Renate Solbach: Camera inversa
| Schreibgeräte 5/2
Die Augen aber
hielt Nora auf das Manuskript gerichtet. Sie hatte es mit einer
Mischung aus Faszination und innerer Anspannung gelesen. War Anspannung
der richtige Ausdruck? Sie war dem Impuls geschuldet, sogleich zum
Stift zu greifen und das, was ihr beim Lesen durch den Kopf schwirrte,
aufzuschreiben. Eigentlich stand schon alles da. In einer Weise, wie
sie es nie hätte ausdrücken können. Doch
das Getilgte ist nicht getilgt. Hinter dem tilgenden Raster behauptet
es seinen Platz, blickt den Betrachter an wie die Gesichter von
Gefangenen auf einer Kinderzeichnung. Es ist vorhanden, nach wie vor:
als Durchgestrichenes, als, wie der Ausdruck lautet, ›Entferntes‹.

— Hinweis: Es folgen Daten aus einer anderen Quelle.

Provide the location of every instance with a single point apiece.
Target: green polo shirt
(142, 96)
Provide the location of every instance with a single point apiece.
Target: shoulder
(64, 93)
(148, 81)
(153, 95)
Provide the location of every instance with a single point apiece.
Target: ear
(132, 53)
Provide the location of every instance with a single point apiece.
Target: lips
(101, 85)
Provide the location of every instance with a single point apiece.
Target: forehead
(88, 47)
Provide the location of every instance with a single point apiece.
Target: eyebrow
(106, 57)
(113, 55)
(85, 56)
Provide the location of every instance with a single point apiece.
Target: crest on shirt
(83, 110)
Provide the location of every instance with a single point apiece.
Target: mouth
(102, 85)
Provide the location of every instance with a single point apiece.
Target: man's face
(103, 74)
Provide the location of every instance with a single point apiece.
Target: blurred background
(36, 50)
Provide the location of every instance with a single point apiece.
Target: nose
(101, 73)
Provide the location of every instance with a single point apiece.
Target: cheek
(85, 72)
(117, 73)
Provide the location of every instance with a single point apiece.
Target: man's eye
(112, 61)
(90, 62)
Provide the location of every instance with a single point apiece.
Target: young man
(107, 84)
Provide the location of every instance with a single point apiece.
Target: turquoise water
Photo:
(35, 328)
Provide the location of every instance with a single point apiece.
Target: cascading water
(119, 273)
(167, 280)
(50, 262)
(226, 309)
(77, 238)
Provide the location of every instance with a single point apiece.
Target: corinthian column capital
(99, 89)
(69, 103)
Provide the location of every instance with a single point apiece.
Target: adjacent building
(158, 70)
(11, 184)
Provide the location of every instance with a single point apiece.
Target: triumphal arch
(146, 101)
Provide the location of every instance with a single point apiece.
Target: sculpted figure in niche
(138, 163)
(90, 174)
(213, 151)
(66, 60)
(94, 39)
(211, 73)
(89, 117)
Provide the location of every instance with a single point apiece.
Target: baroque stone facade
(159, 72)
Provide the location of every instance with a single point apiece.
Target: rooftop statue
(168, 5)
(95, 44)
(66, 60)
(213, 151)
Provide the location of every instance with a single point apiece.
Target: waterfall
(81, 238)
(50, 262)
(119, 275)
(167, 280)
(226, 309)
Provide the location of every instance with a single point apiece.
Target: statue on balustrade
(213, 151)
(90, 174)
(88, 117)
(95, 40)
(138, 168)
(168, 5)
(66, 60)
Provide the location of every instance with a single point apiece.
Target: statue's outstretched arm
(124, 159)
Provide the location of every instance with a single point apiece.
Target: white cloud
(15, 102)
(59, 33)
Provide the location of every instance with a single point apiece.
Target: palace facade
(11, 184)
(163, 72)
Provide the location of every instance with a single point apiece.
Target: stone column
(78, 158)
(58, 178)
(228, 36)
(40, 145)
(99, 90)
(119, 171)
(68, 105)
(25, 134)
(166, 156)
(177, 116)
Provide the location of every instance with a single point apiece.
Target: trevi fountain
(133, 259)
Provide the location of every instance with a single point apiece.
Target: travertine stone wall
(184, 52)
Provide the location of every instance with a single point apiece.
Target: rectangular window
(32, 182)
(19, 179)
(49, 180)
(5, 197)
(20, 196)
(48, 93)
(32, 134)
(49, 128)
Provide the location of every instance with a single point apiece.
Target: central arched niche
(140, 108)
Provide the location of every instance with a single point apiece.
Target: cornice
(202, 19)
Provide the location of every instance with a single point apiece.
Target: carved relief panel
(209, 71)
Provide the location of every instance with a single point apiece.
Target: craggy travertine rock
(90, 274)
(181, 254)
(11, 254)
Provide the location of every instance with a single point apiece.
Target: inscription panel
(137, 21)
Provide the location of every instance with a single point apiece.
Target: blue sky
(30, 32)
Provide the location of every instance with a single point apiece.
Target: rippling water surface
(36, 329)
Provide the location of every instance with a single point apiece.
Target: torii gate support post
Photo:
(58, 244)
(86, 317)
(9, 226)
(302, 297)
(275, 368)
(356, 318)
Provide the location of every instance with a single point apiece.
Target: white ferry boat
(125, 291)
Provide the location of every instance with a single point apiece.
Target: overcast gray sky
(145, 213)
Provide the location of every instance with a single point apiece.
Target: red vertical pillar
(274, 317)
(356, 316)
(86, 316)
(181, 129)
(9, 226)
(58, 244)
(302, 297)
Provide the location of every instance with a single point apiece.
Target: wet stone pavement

Welche Ferne wird da geschaffen? Zeigte es die große Nähe der
Themen und Gedanken ? Die endlosen Gespräche, die zu jeder Zeit und an
jedem Ort aufgenommen werden konnten, so als sei alles, was in der
Zwischenzeit durch ihre Köpfe gewandert war, dem anderen bekannt. Als
seien die Pausen zwischen den Gesprächen kein Abbruch oder Verstummen,
sondern deren lautlose Fortsetzung.
Ein plötzliches Schuldgefühl
Hannah gegenüber stieg in Nora hoch. Es war wohl nicht einfach
passiert, dass Hannah ihr abhanden gekommen war. Sie hatte es
befördert. Der Vorwurf, Hannah habe Botschaften in ihre Texte
geschmuggelt, Botschaften an Andreas, war ungerecht, das wurde ihr mit
einem Mal klar. War es Eifersucht? Aber worauf? Hannah stand ihr
mindestens so nah wie Andreas, war in gewisser Weise ein Teil von ihr.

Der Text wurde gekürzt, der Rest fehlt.